Document Detail


New methods for separating causes from effects in genomics data.
MedLine Citation:
PMID:  23282373     Owner:  NLM     Status:  MEDLINE    
Abstract/OtherAbstract:
BACKGROUND: The discovery of molecular pathways is a challenging problem and its solution relies on the identification of causal molecular interactions in genomics data. Causal molecular interactions can be discovered using randomized experiments; however such experiments are often costly, infeasible, or unethical. Fortunately, algorithms that infer causal interactions from observational data have been in development for decades, predominantly in the quantitative sciences, and many of them have recently been applied to genomics data. While these algorithms can infer unoriented causal interactions between involved molecular variables (i.e., without specifying which one is the cause and which one is the effect), causally orienting all inferred molecular interactions was assumed to be an unsolvable problem until recently. In this work, we use transcription factor-target gene regulatory interactions in three different organisms to evaluate a new family of methods that, given observational data for just two causally related variables, can determine which one is the cause and which one is the effect.

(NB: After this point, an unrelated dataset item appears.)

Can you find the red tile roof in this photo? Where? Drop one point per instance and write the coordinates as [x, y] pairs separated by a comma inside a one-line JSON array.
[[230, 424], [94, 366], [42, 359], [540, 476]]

RESULTS: We have found that a particular family of causal orientation methods (IGCI Gaussian) is often able to accurately infer directionality of causal interactions, and that these methods usually outperform other causal orientation techniques. We also introduced a novel ensemble technique for causal orientation that combines decisions of individual causal orientation methods. The ensemble method was found to be more accurate than any best individual causal orientation method in the tested data.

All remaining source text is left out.